The following batch script will run an MPI job without HyperThreading either in the compute or compute2 partition - only depending on the #SBATCH --partition choice.

#SBATCH --job-name=my_job
#SBATCH --partition=compute # or compute2 for BDW nodes
#SBATCH --ntasks=72
#SBATCH --cpus-per-task=2
#SBATCH --time=00:30:00
#SBATCH --mail-type=FAIL
#SBATCH --account=xz0123
#SBATCH --output=my_job.o%j
#SBATCH --error=my_job.e%j

srun -l --propagate=STACK --cpu_bind=cores ./myprog

When submitted to the compute partition, the job will run on 3 nodes with 24 tasks per node. While in the compute2 partition the same job only takes 2 nodes with 36 tasks per node.

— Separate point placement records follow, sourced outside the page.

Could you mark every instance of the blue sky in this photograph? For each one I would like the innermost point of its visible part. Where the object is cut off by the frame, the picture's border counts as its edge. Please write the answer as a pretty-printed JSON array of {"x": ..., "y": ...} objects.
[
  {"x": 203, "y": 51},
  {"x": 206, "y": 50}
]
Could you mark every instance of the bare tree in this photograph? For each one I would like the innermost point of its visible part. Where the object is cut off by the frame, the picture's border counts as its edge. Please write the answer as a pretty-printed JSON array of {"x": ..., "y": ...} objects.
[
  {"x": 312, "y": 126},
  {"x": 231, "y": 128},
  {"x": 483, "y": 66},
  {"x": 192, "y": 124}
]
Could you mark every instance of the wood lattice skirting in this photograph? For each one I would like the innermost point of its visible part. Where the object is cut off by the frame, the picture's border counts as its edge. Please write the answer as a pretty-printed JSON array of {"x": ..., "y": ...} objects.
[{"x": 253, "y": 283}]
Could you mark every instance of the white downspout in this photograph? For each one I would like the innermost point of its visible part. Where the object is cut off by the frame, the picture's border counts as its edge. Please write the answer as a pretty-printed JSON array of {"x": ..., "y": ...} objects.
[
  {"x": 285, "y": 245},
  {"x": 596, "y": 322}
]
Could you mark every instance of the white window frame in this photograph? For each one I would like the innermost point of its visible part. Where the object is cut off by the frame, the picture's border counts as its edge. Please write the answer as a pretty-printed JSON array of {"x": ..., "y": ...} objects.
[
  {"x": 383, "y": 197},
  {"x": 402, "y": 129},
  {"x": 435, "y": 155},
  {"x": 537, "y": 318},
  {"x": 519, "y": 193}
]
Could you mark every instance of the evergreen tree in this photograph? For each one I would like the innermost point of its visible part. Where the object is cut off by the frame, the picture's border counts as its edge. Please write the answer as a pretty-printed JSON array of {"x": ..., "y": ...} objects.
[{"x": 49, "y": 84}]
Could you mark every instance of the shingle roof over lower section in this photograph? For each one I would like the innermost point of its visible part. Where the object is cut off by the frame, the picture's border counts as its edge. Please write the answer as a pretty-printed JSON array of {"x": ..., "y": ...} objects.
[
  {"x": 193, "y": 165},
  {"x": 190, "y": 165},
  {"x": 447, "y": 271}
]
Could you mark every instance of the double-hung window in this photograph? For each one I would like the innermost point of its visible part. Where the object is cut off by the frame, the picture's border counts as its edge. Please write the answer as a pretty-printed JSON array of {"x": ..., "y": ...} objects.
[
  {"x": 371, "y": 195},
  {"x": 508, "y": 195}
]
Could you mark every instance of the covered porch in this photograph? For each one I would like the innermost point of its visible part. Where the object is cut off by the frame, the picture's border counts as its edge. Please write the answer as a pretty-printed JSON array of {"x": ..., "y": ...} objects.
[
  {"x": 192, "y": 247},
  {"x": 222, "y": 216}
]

Writing job scripts eligible to run on several partitions

The --partition option also allows for a comma separate list of names. In this case the job will run completely on the partition offering earliest initiation with no regard given to the partition name ordering - i.e. nodes will not be mixed between the partitions! Be aware that the total number of tasks should be a multiple of both, 24 and 36, in order to fully populate all nodes. Otherwise, some nodes might be underpopulated. The example above might therefore be modified to use

#SBATCH --job-name=my_job
#SBATCH --partition=compute, compute2
#SBATCH --ntasks=72
#SBATCH --cpus-per-task=2
#SBATCH --mem=0

which in general will decrease the waiting time of the job in the submit queue since more nodes are suitable to schedule the job on.

Attention: there are a few facts one needs to be aware of when using job script that are eligible for more than one partition.

  • compute2 partition (Broadwell nodes) shows a slightly lesser performance due to the lower CPU-frequency compared to compute partition (Haswell nodes). Runtime limits for the job should therefore be modified.

  • The number of --cpus-per-task needs to be specified explicitely to enable or disable the usage of Intel HyperThreading. By default --cpu-per-task=1 will be choosen to allow for HyperThreading. Since your code might not benefit of this setting, you should switch to --cpu-per-task=2 instead. For details on Intel® Hyper-Threading please refer to this site.

  • The memory resources should be specified with care! The compute and compute2 partitions are equipped with different nodes (24 vs. 36 cores and memory ranging from 64 to 256 GB) which results in very different values for the --mem-per-cpu option, which is computed automatically by SLURM if not specified explicitely. This calculation might be wrong in case that two partitions are specified! Therefore, one should always use the option --mem=0 such that the job has access to the full memory on each node, independend of the partition that is finally used for the job.